Il riferimento al nostro paese non è solo dettato da ovvie ragioni residenziali. L’Italia è infatti, tra i Paesi europei, quello che sta invecchiando maggiormente. Il fenomeno è noto e già da più parti, demografi ed economisti in testa, si levano richiami alla politica per intervenire in maniera efficace. In un contesto simile, l’ulteriore diminuzione della forza lavoro dovuta all’intelligenza artificiale potrebbe avere un impatto letale sui sistemi fiscali nazionali. Insomma, gli appassionati di fantascienza che vedono nell’intelligenza artificiale il pericolo di una rivolta dei robot contro il genere umano potrebbero rimanere delusi: al momento, sembra molto più probabile il rischio di una banale competizione sleale sul mercato del lavoro. Che tuttavia potrebbe avere comunque conseguenze non lontane da quelle immaginate da film e libri di fantascienza del secolo scorso. I governi, che quando vogliono ne sanno una più del diavolo, si stanno attrezzando per provare a tassare i robot stessi. O, più realisticamente, chi i robot utilizza e gode dei loro frutti in termini di brevetti, rendimenti di capitale, profitti. Non si tratta di una battaglia affatto semplice. E lo vediamo già oggi: quando ci sono di mezzo utili e capitali, le aziende e gli investitori conoscono mille modi per difendersi dai tentativi di imposizione. 
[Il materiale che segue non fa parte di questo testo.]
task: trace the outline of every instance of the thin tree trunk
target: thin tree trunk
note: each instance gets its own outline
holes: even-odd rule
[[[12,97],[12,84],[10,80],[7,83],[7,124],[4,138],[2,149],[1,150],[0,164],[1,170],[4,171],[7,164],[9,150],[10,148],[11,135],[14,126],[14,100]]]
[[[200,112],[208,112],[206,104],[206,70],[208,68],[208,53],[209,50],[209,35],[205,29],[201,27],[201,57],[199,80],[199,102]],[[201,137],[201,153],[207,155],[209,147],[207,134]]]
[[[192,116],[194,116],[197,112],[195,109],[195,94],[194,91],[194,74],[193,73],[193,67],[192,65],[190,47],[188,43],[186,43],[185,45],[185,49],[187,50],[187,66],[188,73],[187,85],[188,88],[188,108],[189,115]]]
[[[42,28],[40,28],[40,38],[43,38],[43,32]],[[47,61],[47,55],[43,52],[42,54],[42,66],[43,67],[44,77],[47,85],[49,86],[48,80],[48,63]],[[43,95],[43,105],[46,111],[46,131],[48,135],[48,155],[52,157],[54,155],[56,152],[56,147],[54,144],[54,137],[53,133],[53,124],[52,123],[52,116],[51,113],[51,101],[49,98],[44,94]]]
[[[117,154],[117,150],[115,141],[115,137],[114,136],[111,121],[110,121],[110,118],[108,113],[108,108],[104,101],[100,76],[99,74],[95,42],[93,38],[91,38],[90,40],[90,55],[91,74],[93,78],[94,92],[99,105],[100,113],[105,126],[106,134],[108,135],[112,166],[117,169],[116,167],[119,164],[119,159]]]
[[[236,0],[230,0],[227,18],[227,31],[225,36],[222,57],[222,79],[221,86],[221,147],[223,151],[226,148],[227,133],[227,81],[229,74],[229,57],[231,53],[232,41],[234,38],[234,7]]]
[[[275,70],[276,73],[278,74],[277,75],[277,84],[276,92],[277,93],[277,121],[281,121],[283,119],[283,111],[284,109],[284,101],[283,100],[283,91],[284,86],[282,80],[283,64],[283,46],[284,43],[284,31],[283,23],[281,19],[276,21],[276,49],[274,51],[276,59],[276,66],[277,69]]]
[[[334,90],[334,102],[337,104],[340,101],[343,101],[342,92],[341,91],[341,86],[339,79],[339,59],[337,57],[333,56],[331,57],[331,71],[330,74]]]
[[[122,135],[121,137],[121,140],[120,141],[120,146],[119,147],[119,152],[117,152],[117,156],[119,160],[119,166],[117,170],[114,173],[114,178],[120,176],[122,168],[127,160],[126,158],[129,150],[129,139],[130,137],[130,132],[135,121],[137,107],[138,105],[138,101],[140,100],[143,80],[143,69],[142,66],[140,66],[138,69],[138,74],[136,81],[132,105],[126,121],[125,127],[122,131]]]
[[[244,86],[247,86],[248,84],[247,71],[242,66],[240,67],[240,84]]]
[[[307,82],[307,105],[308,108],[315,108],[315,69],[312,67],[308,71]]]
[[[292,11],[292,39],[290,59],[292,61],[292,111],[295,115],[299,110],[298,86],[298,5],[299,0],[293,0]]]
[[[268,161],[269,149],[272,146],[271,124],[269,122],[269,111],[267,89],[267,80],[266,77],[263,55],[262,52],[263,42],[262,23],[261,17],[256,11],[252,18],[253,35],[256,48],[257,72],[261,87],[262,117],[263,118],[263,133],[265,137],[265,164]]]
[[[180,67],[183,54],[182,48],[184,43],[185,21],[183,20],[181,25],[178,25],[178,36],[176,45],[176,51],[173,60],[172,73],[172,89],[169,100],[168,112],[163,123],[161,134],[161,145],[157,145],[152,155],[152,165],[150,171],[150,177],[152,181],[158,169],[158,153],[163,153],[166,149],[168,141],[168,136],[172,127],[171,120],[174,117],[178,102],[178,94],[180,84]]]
Non a caso, l’unica soluzione efficace è quella di una collaborazione tra stati e di un coordinamento globale per arrivare a una tassazione uniforme. Si tratta di una strada tutta in salita: le vicende della cosiddetta “global minimum tax”, un’imposta mondiale che secondo l’Ocse dovrebbe colpire i profitti delle multinazionali, dimostra almeno due cose: che un accordo è molto difficile da raggiungere e che l’aliquota di tassazione (il 15%) non potrà che essere molto bassa. In altri termini, un’eventuale imposta sui robot o sul loro utilizzo, nonostante gli sforzi, potrebbe comunque essere insufficiente per compensare i mancati introiti dalla diminuzione delle imposte sul lavoro. Impedire un processo che sembra inevitabilmente iniziato non può che essere controproducente: oltre ai posti di lavoro, si rischierebbero di perdere enormi fette di mercato e quindi quei profitti e quei guadagni di produttività che potrebbero, almeno parzialmente, compensare le perdite. Al contrario, meglio giocare d’anticipo: da un lato, cominciando già da oggi a cercare strumenti fiscali innovativi; dall’altro, e soprattutto, adeguando i curricula scolastici alle nuove sfide del futuro, così da cavalcare l’onda delle nuove professioni legate all’intelligenza artificiale e dai sfruttarne al meglio le potenzialità.